The Grapefruit & Juniper seltzer was familiar and foreign all at once. You definitely get a healthy dose of grapefruit, but the juniper adds a distinct botanical sweetness that gives this light seltzer a taste reminiscent of a tangy sherbert punch or a childhood candy you can’t quite place. In a word, it’s amazing.
This seltzer was unlike any other grapefruit seltzer water I’ve tried, and I’ve tried a lot. The juniper offers a non-alcoholic hint of gin flavor for those who want the taste of the cocktail without the booze. (Or add the booze in there, too, I’m not judging you.)
Look, I’m going to be honest: I was not looking forward to this flavor. I’m by no means in the anti-mint-and-chocolate camp; I love a good mint choco chip cone now and then. But in a seltzer? I was incredulous at best, and as you could have probably guessed by Mirth’s track record thus far, I was proven wrong yet again.
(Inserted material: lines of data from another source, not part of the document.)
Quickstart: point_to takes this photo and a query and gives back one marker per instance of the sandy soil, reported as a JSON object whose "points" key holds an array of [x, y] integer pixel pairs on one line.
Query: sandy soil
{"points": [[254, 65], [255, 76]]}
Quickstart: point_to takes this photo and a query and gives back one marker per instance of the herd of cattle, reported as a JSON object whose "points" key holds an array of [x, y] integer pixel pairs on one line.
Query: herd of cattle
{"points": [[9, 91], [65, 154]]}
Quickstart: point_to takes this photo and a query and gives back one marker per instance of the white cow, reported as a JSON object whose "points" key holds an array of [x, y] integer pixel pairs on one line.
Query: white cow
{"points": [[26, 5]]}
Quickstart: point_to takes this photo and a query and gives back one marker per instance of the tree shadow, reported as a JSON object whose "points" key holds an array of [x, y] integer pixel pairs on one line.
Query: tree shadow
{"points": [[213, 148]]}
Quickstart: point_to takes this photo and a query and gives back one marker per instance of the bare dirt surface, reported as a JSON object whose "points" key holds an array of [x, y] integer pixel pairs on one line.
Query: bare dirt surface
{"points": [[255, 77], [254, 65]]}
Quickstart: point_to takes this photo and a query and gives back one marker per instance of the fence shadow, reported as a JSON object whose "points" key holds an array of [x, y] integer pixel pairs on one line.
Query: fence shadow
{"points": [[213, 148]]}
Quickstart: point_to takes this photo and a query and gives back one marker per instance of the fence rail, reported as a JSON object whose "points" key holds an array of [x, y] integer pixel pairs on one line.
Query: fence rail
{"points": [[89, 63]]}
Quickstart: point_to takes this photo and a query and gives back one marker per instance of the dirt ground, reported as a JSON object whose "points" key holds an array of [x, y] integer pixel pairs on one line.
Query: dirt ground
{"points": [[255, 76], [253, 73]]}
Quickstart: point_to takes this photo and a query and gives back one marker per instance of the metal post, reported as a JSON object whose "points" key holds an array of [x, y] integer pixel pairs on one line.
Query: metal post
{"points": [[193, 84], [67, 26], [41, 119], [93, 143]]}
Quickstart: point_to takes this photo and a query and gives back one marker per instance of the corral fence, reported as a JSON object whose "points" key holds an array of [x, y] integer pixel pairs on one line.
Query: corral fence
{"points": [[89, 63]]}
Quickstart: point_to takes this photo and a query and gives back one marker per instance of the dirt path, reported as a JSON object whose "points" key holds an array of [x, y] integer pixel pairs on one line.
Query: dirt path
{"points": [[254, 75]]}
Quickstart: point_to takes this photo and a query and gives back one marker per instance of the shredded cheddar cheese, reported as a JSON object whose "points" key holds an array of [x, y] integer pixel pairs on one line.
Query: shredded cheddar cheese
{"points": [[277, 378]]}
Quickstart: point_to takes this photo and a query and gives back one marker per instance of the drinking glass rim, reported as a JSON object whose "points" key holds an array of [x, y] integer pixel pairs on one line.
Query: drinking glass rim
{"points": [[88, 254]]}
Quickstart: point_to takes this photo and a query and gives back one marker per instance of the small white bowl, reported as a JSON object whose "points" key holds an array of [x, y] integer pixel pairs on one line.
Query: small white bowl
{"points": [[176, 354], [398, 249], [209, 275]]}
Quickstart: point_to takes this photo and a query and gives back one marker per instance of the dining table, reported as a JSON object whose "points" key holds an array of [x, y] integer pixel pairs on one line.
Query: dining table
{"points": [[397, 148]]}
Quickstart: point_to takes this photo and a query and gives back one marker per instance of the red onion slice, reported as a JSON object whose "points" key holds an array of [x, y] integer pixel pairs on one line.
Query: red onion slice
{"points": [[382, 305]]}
I don’t know how to describe it other than crisp, sweet, and, yeah, a little peculiar. The mint isn’t very strong—it by no means feels like you’re chugging mouthwash. Meanwhile, the chocolate rounds out the mint flavor with a smooth, almost earthy finish.
It almost tastes like a Girl Scout Thin Mint while you’re sipping, but the seltzer’s flavor dissipates in a satisfying way after you swallow. Is it seltzer black magic? I’m leaning toward that being the only option.
Mirth Is In A Category Of Its Own
I was thoroughly impressed with each Mirth flavor. However, I must say Ginger & Lemongrass was my favorite (closely followed, to my surprise, by Mint & Chocolate). But what I loved equally about each was the classic seltzer flavor and mouthfeel.
There was no acrid, artificial sweetener taste that coats the back of your tongue with each sip. Mirth’s seltzers fizzled and faded just like good seltzer should. In fact, it was hard for me to tell that Mirth had any sugar in it whatsoever. If I hadn’t looked at the calories (there are 15 per can, by the way), I would have assumed it was only water and flavoring.
A 12-pack of Mirth seltzer costs $29.99, and while that might be more than the 12-pack of generic seltzer at your grocery store, it’s also considerably tastier. Moreover, Mirth’s price reflects its use of natural ingredients and small business status. It has the price of—and tastes like—a high-quality boutique seltzer because it is.
I’m officially a Mirth convert and can’t wait to wow my friends and family with a fridge fully stocked with unique, delicious seltzers over the holidays. Whether you’re new to the seltzer world or a bubbles aficionado, Mirth will certainly take you (and your taste buds) by surprise in the best way possible.